42-23825625.jpgCe qui nous perd: ou bien ce qui fait de nous de la poussière ou rien, douleur aveugle et insensée, foules effarées; ce qui nous sauve: ou bien ce qui nous introduit dans la grandiosité de la tragédie, qui nous fait abîme et vertige, tension de l'absolu et absolue, inextinguible nostalgie d'éternité, désespérée violence et pitié intraitable, pleurs inconsolables et chant profond.
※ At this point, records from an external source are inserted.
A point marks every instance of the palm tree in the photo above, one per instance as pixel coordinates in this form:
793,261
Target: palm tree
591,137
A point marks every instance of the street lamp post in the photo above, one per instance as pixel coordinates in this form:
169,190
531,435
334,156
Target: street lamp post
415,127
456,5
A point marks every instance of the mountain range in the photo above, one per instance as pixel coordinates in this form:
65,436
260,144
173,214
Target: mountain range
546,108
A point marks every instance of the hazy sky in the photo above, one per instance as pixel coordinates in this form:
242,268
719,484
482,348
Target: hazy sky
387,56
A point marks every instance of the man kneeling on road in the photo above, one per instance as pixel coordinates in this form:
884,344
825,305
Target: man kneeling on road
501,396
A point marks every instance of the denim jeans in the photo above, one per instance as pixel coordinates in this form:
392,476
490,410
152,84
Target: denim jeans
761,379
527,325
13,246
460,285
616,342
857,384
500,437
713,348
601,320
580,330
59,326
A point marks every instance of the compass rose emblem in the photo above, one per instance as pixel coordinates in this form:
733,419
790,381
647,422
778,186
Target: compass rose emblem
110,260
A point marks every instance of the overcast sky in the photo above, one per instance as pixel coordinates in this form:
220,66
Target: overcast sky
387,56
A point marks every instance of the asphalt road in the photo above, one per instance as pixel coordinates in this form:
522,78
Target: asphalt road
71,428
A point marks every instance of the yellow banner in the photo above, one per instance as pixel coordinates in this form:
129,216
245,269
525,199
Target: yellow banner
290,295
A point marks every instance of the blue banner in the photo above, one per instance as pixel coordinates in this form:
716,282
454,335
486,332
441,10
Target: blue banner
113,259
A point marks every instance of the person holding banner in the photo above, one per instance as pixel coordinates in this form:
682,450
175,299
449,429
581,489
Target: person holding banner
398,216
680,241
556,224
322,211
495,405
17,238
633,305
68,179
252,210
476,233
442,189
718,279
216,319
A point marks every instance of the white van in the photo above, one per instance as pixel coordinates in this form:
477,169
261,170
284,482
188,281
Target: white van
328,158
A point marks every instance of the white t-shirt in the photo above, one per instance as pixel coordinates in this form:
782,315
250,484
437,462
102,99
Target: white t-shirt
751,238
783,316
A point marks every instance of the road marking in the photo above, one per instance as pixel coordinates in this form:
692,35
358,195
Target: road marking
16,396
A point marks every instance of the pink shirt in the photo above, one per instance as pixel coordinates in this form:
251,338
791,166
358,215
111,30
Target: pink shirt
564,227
Ici, en somme, dans la mort - semblent vouloir dire ces mythes - est la racine de notre ruine et de notre revanche; sans la mort les hommes seraient en effet ce que sont les dieux grecs: êtres souvent fades, arrogants, dissipateurs, ineptes, banals, capricieux et d'une insoutenable frivolité.

Ils seraient, en effet, ce que sont tous les hommes et les femmes qui vivent séparés de leur mort; ou, encore, ce que sont les femmes et les hommes patinés de publicité, ainsi irrémédiablement étrangers à la mortalité, propre et des autres, à en résulter finalement des étrangers à chaque grandeur et en dernière instance à la vie même. En ce qui me concerne, ceci est la racine de chaque vulgarité, cette non-reconnaissance de la mort, ainsi que la raison de mon enracinement dans la mort, à partir duquel je respire, je vis et sens chaque chose et en dehors duquel il ne me serait plus possible de soutenir la violence d'être vivant.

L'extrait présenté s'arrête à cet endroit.